The authors discovered that although limb proportions exhibit strong genetic sharing, they are uncorrelated with body width proportions, a finding that provides insight into the constraints placed on the evolution of the skeletal form. “Genetic correlation and genomic structural equation modeling indicated that limb proportions exhibited strong genetic sharing but were genetically independent of width and torso proportions,” the investigators further stated in their research article summary.

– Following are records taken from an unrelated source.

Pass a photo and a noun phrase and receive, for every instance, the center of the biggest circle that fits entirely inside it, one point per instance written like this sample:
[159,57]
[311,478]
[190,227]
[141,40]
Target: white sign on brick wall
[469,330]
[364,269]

The team also examined how skeletal proportions associate with major musculoskeletal diseases and showed that individuals with a higher ratio of hip width to height were more likely to develop osteoarthritis (OA) and pain in their hips. Similarly, people with higher ratios of femur (thigh bone) length to height were more likely to develop arthritis in their knees, knee pain and other knee problems. People with a higher ratio of torso length to height were more likely to develop back pain. “The findings presented here of the association between specific SPs, but not overall height, and joint-specific OA highlight the biomechanical role that these proportions play in shaping stresses on the joints themselves and highlight specific risk factors of clinical relevance.”
Eucharist Kun, PhD, a UT Austin biochemistry graduate student and first author on the paper, commented, “These disorders develop from biomechanical stresses on the joints over a lifetime. Skeletal proportions affect everything from our gait to how we sit, and it makes sense that they are risk factors in these disorders.”
The results of the newly reported work also have implications for our understanding of evolution. The researchers noted that several genetic segments that controlled skeletal proportions overlapped more than expected with areas of the genome called human accelerated regions. These are sections of the genome shared by great apes and many vertebrates but are significantly diverged in humans. This provides genomic rationale for the divergence in our skeletal anatomy.
One of the most enduring images of the Renaissance—Leonardo Da Vinci’s “The Vitruvian Man”—contained similar conceptions of the ratios and lengths of limbs and other elements that make up the human body. “In some ways we’re tackling the same question that Da Vinci wrestled with,” Narasimhan said. “What is the basic human form and its proportion? But we are now using modern methods and also asking how those proportions are genetically determined.”
And as the authors noted in their paper and research article summary, respectively, “Our results provide genomic evidence of selection shaping some of the most fundamental anatomical transitions that have been observed in the fossil record in human evolution—changes in the overall skeletal form that confer the distinctive ability of humans to walk upright … Our work validates the use of deep learning models on DXA images to identify specific genetic variants that affect the human skeletal form. It also ties a major evolutionary facet of human anatomical change to pathogenesis.”